14. I have already mentioned earlier that the learned counsel on both the sides have cited umpteen number of rulings enlisted hereinabove as if I was hearing the suit finally. I have decided the Appeal From Order which was only on interlocutory order, on the basis of the material placed before me. From the peculiar facts and circumstances it was not necessary for me to discuss all these rulings only to burden the Judgment. I have tried to spin the facts to come to a logical conclusion at this prima facie stage of the matter.

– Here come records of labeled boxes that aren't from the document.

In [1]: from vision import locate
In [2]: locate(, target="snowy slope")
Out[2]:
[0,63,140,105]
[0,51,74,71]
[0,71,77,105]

15. The impugned Order, therefore, is quashed and set aside. Interim order in terms of Clause (A) as reproduced hereunder is granted:-
"A) Pass an order restraining the Defendants No.1 and 2, their agents, servants, workers, labourers or any other persons etc. acting through and/or on behalf of them from entering into the suit mine (i.e. Chiraband E Vall Mine) and obstructing or interfering with the applicants/plaintiffs performance of contracts/agreements dated 16.06.2003 and from in any manner obstructing, interfering or stopping the applicants/plaintiffs or their contractors, agents, servants, employees, workers, labourers and machineries equipments/tools, etc. from entering into and going out of the suit mine and from in any manner interfering, obstructing or stopping the applicants/plaintiffs, their contractors, agents, servants, employees, workers, labourers, etc. from doing the work of extraction, raising, processing, handling, transportation of ore, etc. and from selling the ore extracted therefrom (suit mine) or from carrying out any mining operations and any activities incidental, ancillary and connected thereto or from obstructing, interfering into the possession of the applicants/plaintiffs over the suit mine."
16. In view of the above Order passed by me the Cross-objections filed by the defendant no.3 are allowed.
17. The Appeal From Order is allowed with costs to be paid by the defendant no.1, quantified at Rs.25,000/- (rupees twenty five thousand only) to the defendant no.3.